I still had a bit of riding to do even before making it to Ouray … enough that I was indeed out of water and mostly out of food by the time I made it there. I am very glad that I didn’t have enough left to make me think I could make it all the way to Silverton because I would definitely not have made it, and the gas station in Silverton was closed by the time I got there. Thankfully, I bought enough at the Ouray gas station that I was indeed able to make it all the way to Durango 75 miles and 7500 feet of climbing. I still had plenty of water because the temps were indeed very cold down into the 30s for a good chunk of those 75 miles.
The 75 miles between Ouray and Durango were spectacular … particularly the first 25 miles between Ouray and Silverton. I kept taking pictures while riding and stopping in a few places to peer over the edge. The road frequently narrowed to just one lane with no guardrail on the dropoff side. I was told that they don’t put guardrails to make sure that no snow gets hung up on the guardrail making it hard to see where the edge of the road is. I will let the pictures and captions speak for themselves for this section and just summarize it as spectacular … the most Colorado-ish part of Colorado I have ever been in.

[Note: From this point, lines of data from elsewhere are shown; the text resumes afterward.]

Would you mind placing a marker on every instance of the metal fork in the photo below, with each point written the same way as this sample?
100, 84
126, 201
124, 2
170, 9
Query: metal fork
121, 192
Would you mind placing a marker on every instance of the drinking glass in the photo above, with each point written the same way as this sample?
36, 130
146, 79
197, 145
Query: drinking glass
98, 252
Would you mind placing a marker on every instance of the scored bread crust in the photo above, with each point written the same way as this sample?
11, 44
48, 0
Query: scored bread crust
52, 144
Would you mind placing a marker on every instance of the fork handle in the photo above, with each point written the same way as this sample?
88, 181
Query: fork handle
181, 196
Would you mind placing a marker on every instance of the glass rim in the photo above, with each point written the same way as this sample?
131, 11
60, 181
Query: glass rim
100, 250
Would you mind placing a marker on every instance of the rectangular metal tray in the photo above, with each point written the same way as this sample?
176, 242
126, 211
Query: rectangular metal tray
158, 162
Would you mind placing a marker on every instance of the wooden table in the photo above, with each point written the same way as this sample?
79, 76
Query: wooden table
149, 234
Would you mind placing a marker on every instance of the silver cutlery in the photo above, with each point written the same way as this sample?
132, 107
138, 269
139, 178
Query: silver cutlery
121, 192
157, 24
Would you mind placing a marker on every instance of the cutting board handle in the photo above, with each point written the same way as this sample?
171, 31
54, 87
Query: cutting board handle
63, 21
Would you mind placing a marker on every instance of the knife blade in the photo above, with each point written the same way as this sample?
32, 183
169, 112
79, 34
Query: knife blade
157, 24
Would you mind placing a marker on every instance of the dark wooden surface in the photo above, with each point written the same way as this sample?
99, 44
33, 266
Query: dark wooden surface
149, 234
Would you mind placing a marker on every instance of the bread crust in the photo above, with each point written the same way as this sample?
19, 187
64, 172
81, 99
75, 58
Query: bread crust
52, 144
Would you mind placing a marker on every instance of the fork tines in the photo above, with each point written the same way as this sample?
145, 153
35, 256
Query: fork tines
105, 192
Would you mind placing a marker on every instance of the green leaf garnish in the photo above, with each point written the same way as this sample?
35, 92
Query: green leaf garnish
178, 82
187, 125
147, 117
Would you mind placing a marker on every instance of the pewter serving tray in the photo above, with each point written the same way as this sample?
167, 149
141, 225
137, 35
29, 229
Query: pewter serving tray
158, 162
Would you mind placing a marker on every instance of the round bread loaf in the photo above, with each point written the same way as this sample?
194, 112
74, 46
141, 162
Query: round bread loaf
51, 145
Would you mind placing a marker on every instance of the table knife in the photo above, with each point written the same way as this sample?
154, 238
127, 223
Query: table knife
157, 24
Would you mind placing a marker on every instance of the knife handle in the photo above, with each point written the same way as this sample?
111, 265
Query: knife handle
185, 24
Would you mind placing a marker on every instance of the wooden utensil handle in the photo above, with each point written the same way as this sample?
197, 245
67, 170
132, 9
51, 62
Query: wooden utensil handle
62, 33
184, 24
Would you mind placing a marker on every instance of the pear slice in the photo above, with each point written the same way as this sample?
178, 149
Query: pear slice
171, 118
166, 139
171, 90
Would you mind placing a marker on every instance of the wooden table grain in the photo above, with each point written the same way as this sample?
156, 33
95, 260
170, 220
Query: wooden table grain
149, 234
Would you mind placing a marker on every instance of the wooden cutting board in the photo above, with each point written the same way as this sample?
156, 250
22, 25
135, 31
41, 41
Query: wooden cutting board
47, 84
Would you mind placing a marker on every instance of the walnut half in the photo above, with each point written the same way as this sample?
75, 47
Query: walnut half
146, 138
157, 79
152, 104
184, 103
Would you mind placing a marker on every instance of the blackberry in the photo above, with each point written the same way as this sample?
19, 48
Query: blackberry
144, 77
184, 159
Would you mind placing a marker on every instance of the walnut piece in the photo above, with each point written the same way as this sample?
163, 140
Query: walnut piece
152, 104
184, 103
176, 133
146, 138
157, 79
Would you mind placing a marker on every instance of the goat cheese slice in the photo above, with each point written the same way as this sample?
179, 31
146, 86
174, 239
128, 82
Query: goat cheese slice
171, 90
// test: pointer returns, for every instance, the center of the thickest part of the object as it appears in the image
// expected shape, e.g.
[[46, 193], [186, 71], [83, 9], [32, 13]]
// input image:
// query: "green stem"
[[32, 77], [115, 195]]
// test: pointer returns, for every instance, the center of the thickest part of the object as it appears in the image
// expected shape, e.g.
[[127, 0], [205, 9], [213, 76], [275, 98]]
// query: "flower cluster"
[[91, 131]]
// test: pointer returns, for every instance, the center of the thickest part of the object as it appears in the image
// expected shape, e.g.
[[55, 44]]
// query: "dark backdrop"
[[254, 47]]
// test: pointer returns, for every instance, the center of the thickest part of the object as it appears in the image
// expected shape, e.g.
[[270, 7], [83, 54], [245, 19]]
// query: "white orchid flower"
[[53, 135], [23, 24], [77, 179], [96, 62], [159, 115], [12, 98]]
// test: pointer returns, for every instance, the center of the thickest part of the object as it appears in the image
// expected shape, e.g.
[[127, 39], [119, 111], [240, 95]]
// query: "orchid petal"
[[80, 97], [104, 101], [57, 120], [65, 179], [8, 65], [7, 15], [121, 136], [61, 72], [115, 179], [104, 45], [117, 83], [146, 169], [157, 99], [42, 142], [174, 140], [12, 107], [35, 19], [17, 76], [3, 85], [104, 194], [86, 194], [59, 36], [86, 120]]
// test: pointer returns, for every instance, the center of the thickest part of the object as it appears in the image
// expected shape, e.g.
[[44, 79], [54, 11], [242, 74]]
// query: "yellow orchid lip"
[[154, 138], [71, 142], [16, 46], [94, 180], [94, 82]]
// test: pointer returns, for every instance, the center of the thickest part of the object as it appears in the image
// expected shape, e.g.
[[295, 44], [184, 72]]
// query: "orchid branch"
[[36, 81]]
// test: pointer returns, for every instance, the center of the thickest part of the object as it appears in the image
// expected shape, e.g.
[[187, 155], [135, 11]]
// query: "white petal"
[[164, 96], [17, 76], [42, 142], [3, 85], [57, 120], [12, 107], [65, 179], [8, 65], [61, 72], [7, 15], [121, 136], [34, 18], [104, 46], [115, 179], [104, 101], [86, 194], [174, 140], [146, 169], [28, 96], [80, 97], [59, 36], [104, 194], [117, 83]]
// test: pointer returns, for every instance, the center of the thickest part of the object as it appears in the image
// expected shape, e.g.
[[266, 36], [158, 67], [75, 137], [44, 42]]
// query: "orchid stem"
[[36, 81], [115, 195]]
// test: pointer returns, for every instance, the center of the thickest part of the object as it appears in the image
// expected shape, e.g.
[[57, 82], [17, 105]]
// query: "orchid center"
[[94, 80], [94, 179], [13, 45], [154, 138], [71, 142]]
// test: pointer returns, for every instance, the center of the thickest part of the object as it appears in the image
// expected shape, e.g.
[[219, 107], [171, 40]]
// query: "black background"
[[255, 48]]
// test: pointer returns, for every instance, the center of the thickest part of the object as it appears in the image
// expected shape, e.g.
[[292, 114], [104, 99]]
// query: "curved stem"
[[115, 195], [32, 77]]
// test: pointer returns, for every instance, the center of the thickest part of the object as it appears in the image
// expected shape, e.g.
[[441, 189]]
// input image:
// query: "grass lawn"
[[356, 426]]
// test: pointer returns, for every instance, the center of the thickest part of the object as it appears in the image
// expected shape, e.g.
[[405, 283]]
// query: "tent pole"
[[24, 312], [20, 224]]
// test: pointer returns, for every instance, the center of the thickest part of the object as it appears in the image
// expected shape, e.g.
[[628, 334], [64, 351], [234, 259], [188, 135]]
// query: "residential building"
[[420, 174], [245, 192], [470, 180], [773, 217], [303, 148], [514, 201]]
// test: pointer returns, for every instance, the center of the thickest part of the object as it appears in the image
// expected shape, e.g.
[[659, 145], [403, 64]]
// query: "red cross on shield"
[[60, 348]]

I was mistaken when I reached the top of the first major pass (Red Mountain) that it would be “all downhill” to Durango. But I also knew that there were many, many miles left and that Durango itself was over 6,000 feet of elevation. So I was also trying to figure out how that would work. The way it worked is that it is most definitely NOT all downhill to Durango from either the top of the first pass or from Silverton itself. You end up doing two more major climbs after that first big climb up from Ouray.
Even though the sun had set even before I made it to the top of the first pass, the moon was bright enough for me to get a lot of good pics almost like it was daytime!
Thankfully, there was very little traffic late at night as I made my way across the million dollar highway to Durango. It was just before 2am that I finally dropped down into town and directly to our hotel where Kristine was waiting for me outside the hotel lobby to welcome me at the end of my Ride4Gabe 5.0 adventure.